Kaiser/Kaiser/Kaiser schrieben in „Materielles Zivilrecht im Assessorexamen“, 6. Aufl. 2012, S. 157 (vgl. zur Textfassung jetzt das P.S.):
Wenn zwischen Hersteller und Leasinggeber ein Handelsgeschäft iSv § 377 HGB vorliegt, der Leasingnehmer selbst aber kein Kaufmann ist, verstößt eine Abwälzung der Rügepflicht auf den Leasingnehmer gegen § 307 BGB, wenn sich die Rügepflicht auch auf nicht offensichtliche Mängel bezieht. Hält der Hersteller dem Leasingnehmer dann zu Recht die unterlassene Mängelrüge durch den Leasinggeber entgegen, kann der Leasingnehmer nach der mietrechtlichen Gewährleistung gegen den Leasinggeber vorgehen.
Hier hatte sich eine seinerzeit nicht unübliche Formulierung eingeschlichen, über die sich mein Professor in der Handelsrechts-Vorlesung immer sehr geärgert hat. Hat jemand eine Idee, was hier verbesserungswürdig war?

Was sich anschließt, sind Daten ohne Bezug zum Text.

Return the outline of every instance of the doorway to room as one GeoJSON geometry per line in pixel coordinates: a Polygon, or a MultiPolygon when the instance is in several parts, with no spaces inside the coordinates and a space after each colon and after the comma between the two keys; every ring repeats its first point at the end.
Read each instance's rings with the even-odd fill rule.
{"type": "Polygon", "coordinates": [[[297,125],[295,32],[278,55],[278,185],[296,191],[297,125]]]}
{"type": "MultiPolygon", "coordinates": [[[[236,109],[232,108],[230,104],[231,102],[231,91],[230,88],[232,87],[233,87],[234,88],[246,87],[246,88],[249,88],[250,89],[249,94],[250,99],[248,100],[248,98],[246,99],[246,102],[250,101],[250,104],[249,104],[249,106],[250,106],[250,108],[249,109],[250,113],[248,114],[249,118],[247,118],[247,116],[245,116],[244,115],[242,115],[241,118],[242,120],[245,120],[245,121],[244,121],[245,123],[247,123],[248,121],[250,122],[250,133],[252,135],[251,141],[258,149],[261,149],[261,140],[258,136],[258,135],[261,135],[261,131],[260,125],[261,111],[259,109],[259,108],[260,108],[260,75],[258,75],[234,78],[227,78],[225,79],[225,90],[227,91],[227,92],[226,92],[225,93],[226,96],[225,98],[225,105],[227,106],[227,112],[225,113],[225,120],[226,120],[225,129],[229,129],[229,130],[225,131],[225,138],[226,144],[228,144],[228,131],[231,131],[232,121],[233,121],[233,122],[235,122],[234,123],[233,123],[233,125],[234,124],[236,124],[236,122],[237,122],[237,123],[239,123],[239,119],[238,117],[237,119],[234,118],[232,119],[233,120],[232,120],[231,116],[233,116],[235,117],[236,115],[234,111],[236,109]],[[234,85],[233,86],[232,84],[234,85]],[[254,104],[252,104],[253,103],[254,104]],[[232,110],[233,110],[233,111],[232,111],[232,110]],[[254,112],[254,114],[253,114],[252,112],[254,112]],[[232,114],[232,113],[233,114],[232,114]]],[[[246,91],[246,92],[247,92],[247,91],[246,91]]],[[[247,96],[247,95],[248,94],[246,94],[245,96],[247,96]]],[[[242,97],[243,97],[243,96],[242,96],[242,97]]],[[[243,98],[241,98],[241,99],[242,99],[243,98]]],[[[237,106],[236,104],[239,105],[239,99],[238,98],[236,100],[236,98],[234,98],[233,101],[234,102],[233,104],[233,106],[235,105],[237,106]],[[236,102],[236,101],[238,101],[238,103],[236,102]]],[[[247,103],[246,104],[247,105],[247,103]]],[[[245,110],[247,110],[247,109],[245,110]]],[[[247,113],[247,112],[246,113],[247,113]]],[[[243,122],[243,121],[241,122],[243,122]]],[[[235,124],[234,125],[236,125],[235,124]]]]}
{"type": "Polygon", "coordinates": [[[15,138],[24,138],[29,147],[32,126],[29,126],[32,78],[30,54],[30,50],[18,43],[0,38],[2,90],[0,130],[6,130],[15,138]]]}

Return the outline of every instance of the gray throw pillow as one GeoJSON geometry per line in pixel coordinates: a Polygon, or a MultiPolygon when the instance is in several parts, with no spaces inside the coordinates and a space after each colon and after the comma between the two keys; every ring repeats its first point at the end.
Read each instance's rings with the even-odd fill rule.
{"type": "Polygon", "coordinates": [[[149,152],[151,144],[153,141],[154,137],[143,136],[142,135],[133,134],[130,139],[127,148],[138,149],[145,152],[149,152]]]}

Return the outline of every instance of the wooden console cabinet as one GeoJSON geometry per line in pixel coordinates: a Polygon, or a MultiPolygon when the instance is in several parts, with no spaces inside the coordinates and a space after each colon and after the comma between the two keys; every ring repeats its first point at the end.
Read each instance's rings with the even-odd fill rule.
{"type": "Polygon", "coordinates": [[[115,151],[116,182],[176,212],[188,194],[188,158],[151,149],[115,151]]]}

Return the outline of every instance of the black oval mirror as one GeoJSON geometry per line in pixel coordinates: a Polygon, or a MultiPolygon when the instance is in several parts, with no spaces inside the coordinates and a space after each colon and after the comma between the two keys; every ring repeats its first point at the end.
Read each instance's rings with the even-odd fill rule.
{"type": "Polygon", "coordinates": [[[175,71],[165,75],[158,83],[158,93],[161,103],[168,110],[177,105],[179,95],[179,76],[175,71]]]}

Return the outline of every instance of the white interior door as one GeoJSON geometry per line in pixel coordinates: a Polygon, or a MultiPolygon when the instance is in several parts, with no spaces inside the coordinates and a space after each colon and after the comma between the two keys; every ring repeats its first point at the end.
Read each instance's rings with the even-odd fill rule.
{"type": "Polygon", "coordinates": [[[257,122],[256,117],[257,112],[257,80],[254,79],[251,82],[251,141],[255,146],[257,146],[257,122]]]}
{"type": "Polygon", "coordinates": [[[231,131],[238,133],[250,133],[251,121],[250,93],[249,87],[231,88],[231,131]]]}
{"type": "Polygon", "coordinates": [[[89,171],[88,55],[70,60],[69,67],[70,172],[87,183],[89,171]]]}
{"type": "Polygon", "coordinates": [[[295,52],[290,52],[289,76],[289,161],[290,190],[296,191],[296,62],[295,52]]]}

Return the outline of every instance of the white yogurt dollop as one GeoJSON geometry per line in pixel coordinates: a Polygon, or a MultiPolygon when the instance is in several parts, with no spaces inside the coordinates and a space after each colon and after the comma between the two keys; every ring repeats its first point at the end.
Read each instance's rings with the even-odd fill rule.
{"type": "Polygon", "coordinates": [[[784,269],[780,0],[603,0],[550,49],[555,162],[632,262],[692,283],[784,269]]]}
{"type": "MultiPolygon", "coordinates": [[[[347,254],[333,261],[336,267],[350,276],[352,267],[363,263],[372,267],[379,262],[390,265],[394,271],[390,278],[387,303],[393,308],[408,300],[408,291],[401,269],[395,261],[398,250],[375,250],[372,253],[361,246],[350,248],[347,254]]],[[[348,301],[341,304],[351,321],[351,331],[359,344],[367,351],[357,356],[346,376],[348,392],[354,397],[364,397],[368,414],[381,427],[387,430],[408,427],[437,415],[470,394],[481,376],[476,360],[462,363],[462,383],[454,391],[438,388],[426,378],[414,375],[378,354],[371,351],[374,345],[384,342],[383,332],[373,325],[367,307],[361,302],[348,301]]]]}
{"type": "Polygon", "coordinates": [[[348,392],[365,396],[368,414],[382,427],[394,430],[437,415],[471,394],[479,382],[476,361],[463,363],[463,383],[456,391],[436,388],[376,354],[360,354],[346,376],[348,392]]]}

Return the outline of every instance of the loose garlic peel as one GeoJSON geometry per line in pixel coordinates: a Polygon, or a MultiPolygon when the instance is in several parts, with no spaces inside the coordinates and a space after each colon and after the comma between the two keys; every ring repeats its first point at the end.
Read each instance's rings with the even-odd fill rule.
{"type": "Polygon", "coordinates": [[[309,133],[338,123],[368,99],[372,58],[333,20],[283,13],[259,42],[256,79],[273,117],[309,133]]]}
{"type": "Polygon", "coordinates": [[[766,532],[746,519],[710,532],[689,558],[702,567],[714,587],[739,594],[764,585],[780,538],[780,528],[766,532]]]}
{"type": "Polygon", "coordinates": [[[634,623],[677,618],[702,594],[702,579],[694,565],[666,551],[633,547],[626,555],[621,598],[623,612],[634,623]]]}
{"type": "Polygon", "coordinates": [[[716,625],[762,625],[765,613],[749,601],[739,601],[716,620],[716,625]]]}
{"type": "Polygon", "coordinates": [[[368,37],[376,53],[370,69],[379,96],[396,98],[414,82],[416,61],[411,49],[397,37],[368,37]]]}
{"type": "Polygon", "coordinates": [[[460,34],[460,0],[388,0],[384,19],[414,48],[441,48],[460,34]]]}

Korrekt, es geht um die Differenzierung zwischen Pflicht und Obliegenheit. Die Rede ist hier von „Rügepflicht“. Doch handelt es sich in § 377 HGB tatsächlich um eine Rügepflicht?
Schauen wir uns zunächst § 377 Abs. 1 HGB an:
Ist der Kauf für beide Teile ein Handelsgeschäft, so hat der Käufer die Ware unverzüglich nach der Ablieferung durch den Verkäufer, soweit dies nach ordnungsmäßigem Geschäftsgange tunlich ist, zu untersuchen und, wenn sich ein Mangel zeigt, dem Verkäufer unverzüglich Anzeige zu machen.
Was passiert, wenn ein Mangel nicht gerügt wird? Dazu § 377 Abs. 2 HGB:
Unterläßt der Käufer die Anzeige, so gilt die Ware als genehmigt, es sei denn, daß es sich um einen Mangel handelt, der bei der Untersuchung nicht erkennbar war.
Daraus folgt: Es besteht keine Pflicht, einen Mangel zu rügen. Erfolgt die Rüge allerdings nicht, gilt die Ware grundsätzlich als genehmigt. Daran erkennen wir, dass in § 377 HGB eine sog. Rügeobliegenheit geregelt ist.
Den Unterschied zwischen Pflichten und Obliegenheiten erklärt Lorenz wie folgt:
Letztere [Obliegenheiten, M.H.] unterscheiden sich von Rechtspflichten dadurch, dass sie keine Forderung des Gläubigers gegen den Schuldner begründen, sondern ein bestimmtes Tun oder Unterlassen, zu welchem der Schuldner aber nicht verpflichtet ist, mit negativen Konsequenzen für diesen belegen. Der Schuldner ist frei, einer Obliegenheit zuwider zu handeln und dafür auch anders als bei einer Pflichtverletzung nicht auf Schadensersatz in Anspruch genommen werden kann. Er hat dann aber auch die Konsequenzen seines Verhaltens zu tragen.
Und dass es sich bei § 377 HGB tatsächlich um eine Obliegenheit und nicht um eine Pflicht handelt, bestätigt uns Rüßmann:
Von der Rechtsnatur her handelt es sich bei der Rügelast um eine Obliegenheit, nicht um eine Pflicht (hM, z.B. Wiedemann/Fleischer, PdW Handelsrecht, Nr. 474).
Also: Sogar herrschende Meinung!
P.S. In der aktuellen Auflage des zitierten Kaiser-Skripts ist übrigens mittlerweile auch von Rügeobliegenheit die Rede.